Materials and Methods

Experimental setup

In May 2009, six off-shore mesocosms were deployed by the research vessel R/V ALKOR at Boknis Eck in the Kiel Bight in the western part of the Baltic Sea (∼54.53° N, ∼10.03° E). The Kiel Off-Shore Mesocosms for future Ocean Simulations (KOSMOS) were moored in clusters of three in about 1 nautical mile distance to the shoreline. For a detailed description of KOSMOS construction and operation, see Riebesell et al. [in prep.]. Briefly, 13.5-m-long and 2-m-diameter thermoplastic polyurethane bags were attached to 7-meter-long floating structures, rising about 1.5 m out of the water, and unfolded to about 12 m depth.

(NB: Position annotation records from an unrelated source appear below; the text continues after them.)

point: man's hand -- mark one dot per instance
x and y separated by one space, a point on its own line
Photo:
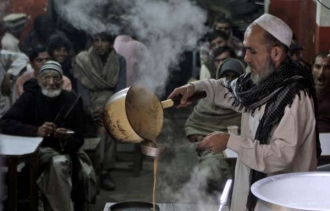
47 129
61 133
97 115
6 86
185 91
216 142
195 138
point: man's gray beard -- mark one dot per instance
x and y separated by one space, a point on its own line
269 69
50 93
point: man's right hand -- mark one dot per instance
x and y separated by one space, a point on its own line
195 138
47 129
185 91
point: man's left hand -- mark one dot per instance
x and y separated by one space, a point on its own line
216 142
6 85
61 133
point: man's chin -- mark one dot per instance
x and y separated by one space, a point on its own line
51 93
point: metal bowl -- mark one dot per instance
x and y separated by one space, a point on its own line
294 191
133 206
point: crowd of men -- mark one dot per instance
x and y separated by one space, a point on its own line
48 89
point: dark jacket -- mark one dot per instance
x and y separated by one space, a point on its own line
33 109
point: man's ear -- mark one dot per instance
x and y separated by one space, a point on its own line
277 53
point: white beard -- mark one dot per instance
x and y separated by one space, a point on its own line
269 69
51 93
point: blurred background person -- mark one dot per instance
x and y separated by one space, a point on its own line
43 28
14 24
38 56
208 70
296 54
208 117
59 49
100 72
223 23
321 75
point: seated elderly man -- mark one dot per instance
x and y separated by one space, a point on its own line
321 75
45 110
208 117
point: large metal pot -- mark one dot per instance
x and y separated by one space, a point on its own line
295 191
135 114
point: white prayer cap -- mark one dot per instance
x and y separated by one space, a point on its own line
51 65
275 27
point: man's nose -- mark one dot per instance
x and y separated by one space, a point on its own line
51 81
247 57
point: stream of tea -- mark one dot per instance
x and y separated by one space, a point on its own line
155 180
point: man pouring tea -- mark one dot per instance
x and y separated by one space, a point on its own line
277 101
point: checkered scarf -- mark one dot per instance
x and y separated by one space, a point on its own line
277 91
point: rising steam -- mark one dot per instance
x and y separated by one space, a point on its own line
167 28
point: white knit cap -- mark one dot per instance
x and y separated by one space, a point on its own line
52 65
275 27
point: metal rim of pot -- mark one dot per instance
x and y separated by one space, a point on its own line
133 115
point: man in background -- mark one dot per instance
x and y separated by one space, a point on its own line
208 117
321 75
12 64
45 110
38 56
208 70
15 23
100 72
223 23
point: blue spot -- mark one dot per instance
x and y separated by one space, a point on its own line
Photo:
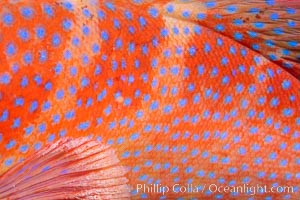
60 94
48 10
11 144
5 79
231 8
29 130
24 148
104 35
51 138
27 12
83 125
270 2
43 55
170 8
23 34
210 4
34 106
259 25
10 49
67 24
8 162
153 12
142 21
110 6
287 112
40 32
7 19
56 40
86 12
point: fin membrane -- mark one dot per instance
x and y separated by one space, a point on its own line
269 27
67 169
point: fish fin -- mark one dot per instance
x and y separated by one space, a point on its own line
269 27
67 169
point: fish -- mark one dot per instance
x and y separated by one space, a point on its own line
149 99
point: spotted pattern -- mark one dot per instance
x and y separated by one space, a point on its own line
171 96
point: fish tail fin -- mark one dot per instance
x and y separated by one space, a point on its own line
67 169
269 27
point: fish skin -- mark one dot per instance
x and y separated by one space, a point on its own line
190 104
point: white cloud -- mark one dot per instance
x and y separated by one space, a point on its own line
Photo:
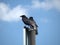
46 4
44 20
8 14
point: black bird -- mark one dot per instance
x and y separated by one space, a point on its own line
25 20
33 23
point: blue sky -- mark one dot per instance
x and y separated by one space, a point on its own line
45 12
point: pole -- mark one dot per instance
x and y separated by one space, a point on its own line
31 37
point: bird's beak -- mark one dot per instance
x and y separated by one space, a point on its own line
20 16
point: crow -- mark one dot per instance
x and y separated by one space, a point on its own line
33 24
25 20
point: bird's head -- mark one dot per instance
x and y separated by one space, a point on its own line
31 18
23 16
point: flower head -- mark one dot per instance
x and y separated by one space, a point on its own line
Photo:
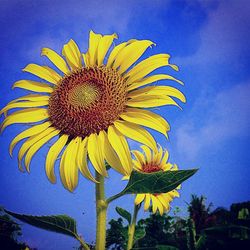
150 162
91 106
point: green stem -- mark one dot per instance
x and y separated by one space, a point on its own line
83 244
131 228
101 213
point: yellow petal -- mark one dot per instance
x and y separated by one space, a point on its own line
175 167
139 157
146 118
150 101
151 79
94 40
137 133
36 146
154 204
53 74
147 153
166 166
120 145
139 198
25 116
130 54
114 53
96 155
147 201
103 47
159 205
41 72
164 202
72 54
165 157
27 133
23 105
68 167
147 62
117 49
158 90
55 59
32 97
52 155
173 193
27 144
82 159
109 153
147 66
136 164
33 86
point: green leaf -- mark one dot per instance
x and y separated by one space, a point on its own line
57 223
139 234
158 182
166 247
124 213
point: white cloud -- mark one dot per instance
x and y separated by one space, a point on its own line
225 115
225 35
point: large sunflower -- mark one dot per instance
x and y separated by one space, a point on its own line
149 162
91 106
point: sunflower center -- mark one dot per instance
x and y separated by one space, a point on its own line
87 101
151 168
83 95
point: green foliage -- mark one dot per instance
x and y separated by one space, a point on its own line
9 233
191 234
117 234
57 223
116 238
157 182
243 214
124 213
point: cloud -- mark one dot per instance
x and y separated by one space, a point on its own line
224 116
225 35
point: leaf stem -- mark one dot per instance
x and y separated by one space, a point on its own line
114 197
82 242
101 213
131 228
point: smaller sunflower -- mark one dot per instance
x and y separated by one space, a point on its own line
149 162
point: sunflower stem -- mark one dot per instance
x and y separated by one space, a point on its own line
131 228
101 213
84 245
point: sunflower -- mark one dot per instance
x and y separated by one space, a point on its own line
89 104
148 162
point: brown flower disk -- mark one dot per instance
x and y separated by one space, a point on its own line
87 101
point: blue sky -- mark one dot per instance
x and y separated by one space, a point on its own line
209 40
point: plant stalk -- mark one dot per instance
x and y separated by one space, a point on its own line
101 213
84 245
131 228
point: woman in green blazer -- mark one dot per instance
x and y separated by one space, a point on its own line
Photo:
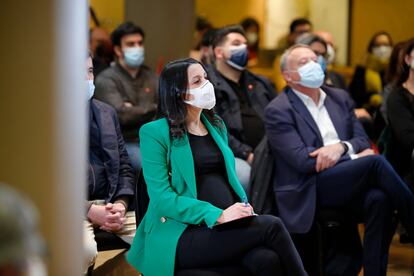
193 189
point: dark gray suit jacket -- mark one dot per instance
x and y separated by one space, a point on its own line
293 134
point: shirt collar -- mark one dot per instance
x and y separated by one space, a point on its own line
307 100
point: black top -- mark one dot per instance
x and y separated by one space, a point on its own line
253 126
400 111
210 170
98 188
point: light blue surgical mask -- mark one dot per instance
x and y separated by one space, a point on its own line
134 56
322 62
238 57
91 88
311 75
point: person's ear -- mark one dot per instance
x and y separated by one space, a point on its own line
118 51
219 52
407 60
287 76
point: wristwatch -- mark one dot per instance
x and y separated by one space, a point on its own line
346 148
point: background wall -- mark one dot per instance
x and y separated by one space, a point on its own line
222 13
370 16
110 13
168 26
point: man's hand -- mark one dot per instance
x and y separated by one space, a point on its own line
118 207
250 158
235 211
104 217
366 152
327 156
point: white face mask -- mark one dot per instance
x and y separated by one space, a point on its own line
203 96
382 52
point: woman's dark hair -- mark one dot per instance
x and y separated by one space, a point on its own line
173 84
405 68
124 29
395 67
371 44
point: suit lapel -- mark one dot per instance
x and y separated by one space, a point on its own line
304 112
228 158
335 115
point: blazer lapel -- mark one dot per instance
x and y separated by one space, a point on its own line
228 158
182 156
335 115
304 112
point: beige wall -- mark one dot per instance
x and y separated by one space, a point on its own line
110 13
370 16
221 13
332 16
168 27
42 118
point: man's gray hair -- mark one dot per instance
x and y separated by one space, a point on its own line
285 56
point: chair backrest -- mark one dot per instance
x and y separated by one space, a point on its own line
141 198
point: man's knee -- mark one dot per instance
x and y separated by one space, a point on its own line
378 199
270 221
263 261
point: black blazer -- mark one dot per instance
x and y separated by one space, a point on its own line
117 164
400 112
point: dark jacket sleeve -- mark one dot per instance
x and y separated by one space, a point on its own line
401 119
125 186
284 138
109 92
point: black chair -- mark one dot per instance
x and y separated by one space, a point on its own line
141 206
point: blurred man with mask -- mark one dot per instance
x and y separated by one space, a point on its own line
111 179
129 86
241 96
323 160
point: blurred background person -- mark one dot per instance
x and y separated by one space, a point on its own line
21 247
400 111
101 48
297 28
252 30
241 97
201 27
129 86
368 80
392 76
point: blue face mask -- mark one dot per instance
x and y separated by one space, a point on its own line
311 75
322 62
134 56
91 88
238 57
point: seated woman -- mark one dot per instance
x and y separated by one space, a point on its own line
193 189
400 112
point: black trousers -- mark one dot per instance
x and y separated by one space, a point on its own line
371 189
261 244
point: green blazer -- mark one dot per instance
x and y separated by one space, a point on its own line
168 169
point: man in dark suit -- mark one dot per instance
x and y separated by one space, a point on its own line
323 160
111 179
241 96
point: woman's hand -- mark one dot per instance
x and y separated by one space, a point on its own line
235 211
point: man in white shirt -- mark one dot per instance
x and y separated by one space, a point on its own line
323 158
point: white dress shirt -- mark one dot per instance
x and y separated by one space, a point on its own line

For this procedure, flaps at the bottom of the bags were opened to ensure thorough filling. Then, the upper part of the bags was pulled about 1 m underneath the water surface to allow for seawater exchange at both ends, minimizing any initial differences between the enclosed water masses of the six mesocosm bags. After about two days, differences in profiles of salinity, temperature, turbidity, chlorophyll a (Chl a) and pH were found to be negligible as measured by multiple CTD casts (see "CTD operation" section for details). A team of divers then closed the flaps at the bottom of the bags, while a second group quickly retrieved the upper part of the bags from 1 m depth and secured it 1.5 m above the water surface to the floating structures, thereby enclosing seawater (in theory 37.7 m3, but see below) with very similar starting conditions in all six bags.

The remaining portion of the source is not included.